A morte do adolescente Marcos Vinícius Heleno, de 17 anos, no Conjunto de Favelas do Alemão, na Zona Norte do Rio, durante um confronto entre PMs e criminosos no sábado (27), foi comemorada por um polícial militar. Enquanto várias pessoas lamentável o ocorrido em um rede social, o oficial escreveu: “Acorda diabo, carne fresca chegou. Kkkkkkkk”, postou Jeferson Baquer.

Em nota, a assessoria das Unidades de Polícia Pacificadora (UPPs), confirmou que Jeferson é policial militar, mas não revelou o local de trabalho dele. Ainda segundo o setor de comunicação, a conduta do PM foi relatada ao comando das UPPs. O corpo de Marcos Vinícius foi liberado no domingo (28) para a família e o enterro está marcado para o meio-dia desta segunda-feira (29) no cemitério de Inhaúma, no Subúrbio.

Na madrugada desta segunda-feira (29), outro jovem foi baleado na perna no interior da comunidade. Segundo a mãe do adolescente de 16 anos, ele estava em uma lan house  na comunidade, quando começou o tiroteio. O menino foi socorrido e levado para o Hospital Municipal Souza Aguiar, como mostrou o Bom Dia Rio.

Após a morte de Marcos, PMs e moradores da comunidade Vila Brasília se envolveram num tumulto no final da tarde de sábado. O tumulto aconteceu porque moradores queriam levar o jovem baleado para o hospital em um carro particular, mas os policiais militares que estavam no local interviram e mandaram esperar a chegada de uma ambulância. Devido a isso os moradores protestaram e os PMs reagiram com bombas de efeito moral.

A Polícia Civil instaurou um inquérito para apurar a morte do adolescente. Segundo a assessoria da corporação, às 17h20 os policiais militares envolvidos no tiroteio que causou a morte de Marcos estavam sendo ouvidos na 22° DP (Penha), onde o caso foi registrado.

As armas dos PMs e uma pistola 9mm, que segundo a UPP foi encontrada perto do local do confronto que matou o jovem, foram encaminhadas à perícia.

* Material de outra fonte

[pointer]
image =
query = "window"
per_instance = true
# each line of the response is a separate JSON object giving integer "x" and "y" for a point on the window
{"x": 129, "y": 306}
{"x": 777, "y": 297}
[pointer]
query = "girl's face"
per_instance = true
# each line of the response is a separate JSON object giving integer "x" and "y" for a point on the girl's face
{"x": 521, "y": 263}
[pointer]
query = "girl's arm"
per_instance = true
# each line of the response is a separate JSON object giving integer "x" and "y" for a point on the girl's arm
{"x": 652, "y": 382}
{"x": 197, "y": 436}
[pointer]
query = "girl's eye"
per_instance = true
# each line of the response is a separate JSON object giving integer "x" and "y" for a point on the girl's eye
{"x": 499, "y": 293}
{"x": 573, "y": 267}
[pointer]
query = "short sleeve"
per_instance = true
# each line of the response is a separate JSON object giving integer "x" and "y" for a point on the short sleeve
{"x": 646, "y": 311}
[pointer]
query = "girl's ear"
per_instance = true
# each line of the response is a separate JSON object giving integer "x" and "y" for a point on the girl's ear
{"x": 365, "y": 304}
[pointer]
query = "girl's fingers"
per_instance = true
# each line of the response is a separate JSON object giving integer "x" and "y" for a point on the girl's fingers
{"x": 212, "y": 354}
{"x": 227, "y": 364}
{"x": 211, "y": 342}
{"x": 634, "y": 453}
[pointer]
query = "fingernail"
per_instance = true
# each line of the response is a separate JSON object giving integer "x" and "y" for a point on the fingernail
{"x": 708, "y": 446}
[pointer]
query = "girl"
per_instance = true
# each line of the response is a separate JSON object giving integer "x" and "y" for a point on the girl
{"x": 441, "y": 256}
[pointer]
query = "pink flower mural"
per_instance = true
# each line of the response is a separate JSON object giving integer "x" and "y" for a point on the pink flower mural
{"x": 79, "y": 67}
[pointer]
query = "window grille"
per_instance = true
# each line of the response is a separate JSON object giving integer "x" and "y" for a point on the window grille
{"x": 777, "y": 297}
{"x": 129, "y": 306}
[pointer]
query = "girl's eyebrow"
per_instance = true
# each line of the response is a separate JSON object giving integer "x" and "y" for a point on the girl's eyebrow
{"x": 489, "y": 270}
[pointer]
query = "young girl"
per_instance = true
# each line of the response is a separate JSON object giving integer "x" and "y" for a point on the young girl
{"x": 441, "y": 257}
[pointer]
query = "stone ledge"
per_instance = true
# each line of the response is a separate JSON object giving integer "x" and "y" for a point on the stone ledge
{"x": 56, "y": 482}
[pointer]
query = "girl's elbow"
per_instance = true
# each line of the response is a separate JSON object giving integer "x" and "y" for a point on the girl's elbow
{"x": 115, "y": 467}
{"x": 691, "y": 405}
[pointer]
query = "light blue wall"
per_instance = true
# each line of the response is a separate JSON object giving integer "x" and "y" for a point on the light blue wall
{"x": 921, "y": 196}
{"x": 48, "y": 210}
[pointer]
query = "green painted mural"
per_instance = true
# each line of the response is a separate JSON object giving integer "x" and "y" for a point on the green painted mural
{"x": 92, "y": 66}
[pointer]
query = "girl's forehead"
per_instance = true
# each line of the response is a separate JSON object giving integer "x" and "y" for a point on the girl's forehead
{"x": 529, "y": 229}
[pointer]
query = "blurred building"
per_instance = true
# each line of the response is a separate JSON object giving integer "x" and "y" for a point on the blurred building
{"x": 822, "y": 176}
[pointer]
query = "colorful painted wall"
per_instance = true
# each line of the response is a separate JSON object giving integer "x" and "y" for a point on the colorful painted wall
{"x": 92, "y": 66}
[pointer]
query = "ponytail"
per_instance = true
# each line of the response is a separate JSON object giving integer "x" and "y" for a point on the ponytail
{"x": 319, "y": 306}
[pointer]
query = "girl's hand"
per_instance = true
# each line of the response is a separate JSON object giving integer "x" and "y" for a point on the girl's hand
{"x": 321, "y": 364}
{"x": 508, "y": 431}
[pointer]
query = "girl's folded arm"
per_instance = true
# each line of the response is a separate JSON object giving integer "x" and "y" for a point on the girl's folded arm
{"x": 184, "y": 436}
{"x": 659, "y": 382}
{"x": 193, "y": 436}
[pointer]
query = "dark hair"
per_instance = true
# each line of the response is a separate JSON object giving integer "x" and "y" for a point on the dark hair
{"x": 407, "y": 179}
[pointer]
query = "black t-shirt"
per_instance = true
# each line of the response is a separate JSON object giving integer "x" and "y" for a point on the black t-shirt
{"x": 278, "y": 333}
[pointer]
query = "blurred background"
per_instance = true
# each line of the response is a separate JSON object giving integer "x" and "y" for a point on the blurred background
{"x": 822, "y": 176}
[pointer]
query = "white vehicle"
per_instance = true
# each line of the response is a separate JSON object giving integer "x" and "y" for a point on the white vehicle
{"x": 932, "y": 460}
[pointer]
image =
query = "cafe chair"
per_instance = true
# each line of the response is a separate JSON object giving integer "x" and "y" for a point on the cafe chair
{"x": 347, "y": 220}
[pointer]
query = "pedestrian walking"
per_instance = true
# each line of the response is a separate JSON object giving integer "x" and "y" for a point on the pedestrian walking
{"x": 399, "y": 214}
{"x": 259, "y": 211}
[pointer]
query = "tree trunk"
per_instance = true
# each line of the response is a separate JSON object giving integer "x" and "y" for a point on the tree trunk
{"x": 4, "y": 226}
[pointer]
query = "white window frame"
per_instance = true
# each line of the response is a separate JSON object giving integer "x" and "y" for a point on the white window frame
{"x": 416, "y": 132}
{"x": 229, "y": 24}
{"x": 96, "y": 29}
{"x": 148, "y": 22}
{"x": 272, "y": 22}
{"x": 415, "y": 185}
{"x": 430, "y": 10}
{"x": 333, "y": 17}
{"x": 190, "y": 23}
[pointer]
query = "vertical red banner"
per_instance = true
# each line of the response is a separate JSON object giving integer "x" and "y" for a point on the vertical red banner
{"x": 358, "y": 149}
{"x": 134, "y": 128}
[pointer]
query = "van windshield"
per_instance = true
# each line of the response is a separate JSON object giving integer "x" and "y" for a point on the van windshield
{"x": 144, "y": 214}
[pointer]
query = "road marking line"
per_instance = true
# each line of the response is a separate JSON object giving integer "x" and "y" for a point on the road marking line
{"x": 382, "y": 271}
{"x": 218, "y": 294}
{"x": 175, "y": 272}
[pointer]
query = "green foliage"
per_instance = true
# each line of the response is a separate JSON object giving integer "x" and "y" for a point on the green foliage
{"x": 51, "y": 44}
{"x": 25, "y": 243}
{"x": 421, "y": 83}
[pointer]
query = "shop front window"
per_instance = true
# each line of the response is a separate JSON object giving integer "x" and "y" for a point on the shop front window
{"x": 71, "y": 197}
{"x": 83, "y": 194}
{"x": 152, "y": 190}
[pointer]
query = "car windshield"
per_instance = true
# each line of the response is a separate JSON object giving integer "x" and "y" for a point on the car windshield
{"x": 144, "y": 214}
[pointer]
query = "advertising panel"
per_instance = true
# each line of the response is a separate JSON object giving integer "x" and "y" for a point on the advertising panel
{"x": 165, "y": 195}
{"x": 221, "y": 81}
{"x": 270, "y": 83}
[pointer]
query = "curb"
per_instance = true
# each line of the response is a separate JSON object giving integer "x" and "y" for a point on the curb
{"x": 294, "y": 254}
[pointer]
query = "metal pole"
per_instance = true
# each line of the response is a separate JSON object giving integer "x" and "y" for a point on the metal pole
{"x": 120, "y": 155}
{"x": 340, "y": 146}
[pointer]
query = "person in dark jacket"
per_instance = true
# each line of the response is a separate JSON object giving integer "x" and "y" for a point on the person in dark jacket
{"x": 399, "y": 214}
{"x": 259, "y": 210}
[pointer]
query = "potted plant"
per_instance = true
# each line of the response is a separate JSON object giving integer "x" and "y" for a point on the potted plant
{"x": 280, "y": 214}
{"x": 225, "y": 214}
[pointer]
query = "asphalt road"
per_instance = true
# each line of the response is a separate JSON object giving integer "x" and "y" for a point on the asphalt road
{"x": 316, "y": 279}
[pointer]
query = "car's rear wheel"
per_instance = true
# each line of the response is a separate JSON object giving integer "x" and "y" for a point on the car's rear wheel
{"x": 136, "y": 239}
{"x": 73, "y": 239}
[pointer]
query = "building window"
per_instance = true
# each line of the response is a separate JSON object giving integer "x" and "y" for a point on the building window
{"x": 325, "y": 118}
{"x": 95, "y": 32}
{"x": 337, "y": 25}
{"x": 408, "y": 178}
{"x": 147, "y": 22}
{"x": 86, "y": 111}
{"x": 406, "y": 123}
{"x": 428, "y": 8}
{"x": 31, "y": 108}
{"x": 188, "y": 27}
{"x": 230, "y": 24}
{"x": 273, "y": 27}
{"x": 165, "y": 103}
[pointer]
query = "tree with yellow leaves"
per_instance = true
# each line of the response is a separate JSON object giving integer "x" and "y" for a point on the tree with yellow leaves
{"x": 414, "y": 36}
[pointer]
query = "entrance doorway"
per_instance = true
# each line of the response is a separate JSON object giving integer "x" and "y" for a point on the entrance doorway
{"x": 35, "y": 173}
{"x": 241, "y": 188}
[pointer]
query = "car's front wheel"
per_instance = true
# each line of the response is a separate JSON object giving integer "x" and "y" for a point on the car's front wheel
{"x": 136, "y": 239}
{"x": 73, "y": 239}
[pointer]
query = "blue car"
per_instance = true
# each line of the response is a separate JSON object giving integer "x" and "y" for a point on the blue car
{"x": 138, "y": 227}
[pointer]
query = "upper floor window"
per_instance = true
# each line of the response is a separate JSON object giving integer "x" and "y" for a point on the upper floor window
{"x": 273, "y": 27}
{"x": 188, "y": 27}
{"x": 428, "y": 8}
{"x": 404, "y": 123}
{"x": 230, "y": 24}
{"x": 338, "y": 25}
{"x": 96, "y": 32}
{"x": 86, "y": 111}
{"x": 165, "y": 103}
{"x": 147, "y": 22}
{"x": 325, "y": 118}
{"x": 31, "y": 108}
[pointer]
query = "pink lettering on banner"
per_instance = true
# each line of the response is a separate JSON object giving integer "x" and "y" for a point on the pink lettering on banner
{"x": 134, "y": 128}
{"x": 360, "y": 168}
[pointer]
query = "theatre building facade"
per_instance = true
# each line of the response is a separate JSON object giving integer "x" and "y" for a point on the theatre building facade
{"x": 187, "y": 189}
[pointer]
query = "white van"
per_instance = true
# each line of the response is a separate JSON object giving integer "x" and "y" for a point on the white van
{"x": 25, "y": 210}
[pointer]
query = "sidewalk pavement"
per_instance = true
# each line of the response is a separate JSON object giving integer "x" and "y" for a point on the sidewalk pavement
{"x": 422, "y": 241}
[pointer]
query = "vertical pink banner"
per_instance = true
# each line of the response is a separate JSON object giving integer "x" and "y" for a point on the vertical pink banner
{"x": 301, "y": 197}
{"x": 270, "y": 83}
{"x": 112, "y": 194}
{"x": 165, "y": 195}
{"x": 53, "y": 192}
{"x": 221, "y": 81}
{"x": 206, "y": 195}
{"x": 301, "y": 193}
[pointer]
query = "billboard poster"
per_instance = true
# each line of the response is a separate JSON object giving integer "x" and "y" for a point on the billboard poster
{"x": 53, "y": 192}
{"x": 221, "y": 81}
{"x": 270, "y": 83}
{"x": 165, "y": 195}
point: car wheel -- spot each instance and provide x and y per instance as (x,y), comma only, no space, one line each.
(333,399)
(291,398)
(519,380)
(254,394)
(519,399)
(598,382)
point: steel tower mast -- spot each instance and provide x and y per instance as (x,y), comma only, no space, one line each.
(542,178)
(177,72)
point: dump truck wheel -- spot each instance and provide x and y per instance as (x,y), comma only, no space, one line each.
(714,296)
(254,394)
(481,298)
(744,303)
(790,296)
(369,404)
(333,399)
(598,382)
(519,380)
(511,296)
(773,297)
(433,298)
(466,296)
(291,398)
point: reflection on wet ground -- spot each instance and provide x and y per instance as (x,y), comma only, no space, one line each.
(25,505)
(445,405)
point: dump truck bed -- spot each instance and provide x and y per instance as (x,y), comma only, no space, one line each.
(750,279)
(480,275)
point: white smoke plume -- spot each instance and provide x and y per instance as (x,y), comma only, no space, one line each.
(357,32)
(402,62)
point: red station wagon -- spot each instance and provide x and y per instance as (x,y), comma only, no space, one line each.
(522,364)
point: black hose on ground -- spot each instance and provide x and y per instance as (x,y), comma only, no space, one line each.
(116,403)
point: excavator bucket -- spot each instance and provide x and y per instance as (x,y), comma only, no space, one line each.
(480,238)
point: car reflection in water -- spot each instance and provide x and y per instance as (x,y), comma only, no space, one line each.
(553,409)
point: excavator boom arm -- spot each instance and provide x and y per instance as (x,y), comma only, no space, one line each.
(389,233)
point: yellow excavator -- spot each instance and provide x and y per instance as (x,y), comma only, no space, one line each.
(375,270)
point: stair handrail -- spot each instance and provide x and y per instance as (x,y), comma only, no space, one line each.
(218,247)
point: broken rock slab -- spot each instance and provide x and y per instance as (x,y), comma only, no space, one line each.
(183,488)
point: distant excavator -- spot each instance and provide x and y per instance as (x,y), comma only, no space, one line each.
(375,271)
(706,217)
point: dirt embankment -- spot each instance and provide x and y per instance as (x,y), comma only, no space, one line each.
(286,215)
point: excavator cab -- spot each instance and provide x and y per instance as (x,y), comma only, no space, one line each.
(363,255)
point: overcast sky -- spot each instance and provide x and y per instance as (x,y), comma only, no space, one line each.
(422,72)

A morte  do jovem aconteceu na localidade conhecida como Praça do Terço. Segundo a assessoria de imprensa das UPPs, pouco antes do encontro do corpo, agentes da unidade local e suspeitos de pertencerem ao tráfico de drogas da região trocaram tiros no local. Ainda segundo a polícia, a vítima estava perto do grupo de suspeitos. Ainda segundo a polícia, às 16h22, o corpo passava por perícia para tentar detectar se havia ou não vestígios de pólvora na mão do adolescente – indício de que ele teria atirado.

De acordo com o jornal ‘Voz da Comunidade’, o tiroteio da tarde deste sábado foi intenso, e o funcionamento do teleférico chegou a ser interrompido.